Methods to Verify Cassandra Node Sync

stephon picture stephon · Mar 27, 2012 · Viewed 13.4k times · Source

I have a 3 node Cassandra cluster with replication factor of 2. Because one of the nodes has been replaced with a new one. And I have used "nodetool repair" to repair all the keyspaces. But don't know how to verify that all the keyspaces are synced.

Before, Just found this article would help, but a little. Cassandra Data Replication problem

Is there any way to verify the keyspaces with replication factor > 1 in Cassandra?

Thanks a lot.

stephon

Answer

Tyler Hobbs picture Tyler Hobbs · Mar 28, 2012

First, if you run nodetool repair again and very little data is transferred (assuming all nodes have been up since the last time you ran), you know that the data is almost perfectly in sync. You can look at the logs to see numbers on how much data is transferred during this process.

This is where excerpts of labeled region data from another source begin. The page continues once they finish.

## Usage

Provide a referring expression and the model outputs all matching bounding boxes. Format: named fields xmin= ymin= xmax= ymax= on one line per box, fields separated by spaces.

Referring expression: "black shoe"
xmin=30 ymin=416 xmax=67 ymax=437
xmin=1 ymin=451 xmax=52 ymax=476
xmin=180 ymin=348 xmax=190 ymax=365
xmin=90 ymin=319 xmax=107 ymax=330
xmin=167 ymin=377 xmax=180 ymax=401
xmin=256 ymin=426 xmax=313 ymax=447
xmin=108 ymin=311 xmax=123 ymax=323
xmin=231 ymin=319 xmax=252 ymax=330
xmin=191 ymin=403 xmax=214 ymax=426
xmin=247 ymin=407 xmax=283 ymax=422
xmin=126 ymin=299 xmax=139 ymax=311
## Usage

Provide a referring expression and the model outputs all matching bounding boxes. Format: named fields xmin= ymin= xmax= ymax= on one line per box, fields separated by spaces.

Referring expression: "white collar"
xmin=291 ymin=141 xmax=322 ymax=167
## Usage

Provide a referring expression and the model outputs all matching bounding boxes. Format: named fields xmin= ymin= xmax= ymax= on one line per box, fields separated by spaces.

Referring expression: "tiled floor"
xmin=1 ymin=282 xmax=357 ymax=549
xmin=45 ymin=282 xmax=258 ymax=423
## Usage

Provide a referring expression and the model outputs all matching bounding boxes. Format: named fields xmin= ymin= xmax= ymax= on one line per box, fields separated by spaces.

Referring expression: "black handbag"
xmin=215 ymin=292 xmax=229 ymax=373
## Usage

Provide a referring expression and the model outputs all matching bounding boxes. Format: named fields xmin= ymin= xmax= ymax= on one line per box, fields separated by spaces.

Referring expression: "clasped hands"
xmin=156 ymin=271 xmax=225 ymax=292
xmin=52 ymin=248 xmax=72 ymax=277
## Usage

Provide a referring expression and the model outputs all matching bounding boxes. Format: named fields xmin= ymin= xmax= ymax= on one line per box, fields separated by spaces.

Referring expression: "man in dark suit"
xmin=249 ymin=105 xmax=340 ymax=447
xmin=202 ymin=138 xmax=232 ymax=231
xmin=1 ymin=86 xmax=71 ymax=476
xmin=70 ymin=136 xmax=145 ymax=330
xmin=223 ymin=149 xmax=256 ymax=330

Second, you can verify that all of the nodes are getting a similar number of writes by looking at the write counts with nodetool cfstats. Note that the write count value is reset each time Cassandra restarts, so if they weren't restarted around the same time, you'll have to see how quickly they are each increasing over time.

Last, if you just want to spot check a few recently updated values, you can try reading those values at consistency level ONE. If you always get the most up-to-date version of the data, you'll know that the replicas are likely in sync.

As a general note, replication is such an ingrained part of Cassandra that it's extremely unlikely to fail on its own without you noticing. Typically a node will be marked down shortly after problems start. Also, I'm assuming you're writing at consistency level ONE or ANY; with anything higher, you know for sure that both of the replicas have received the write.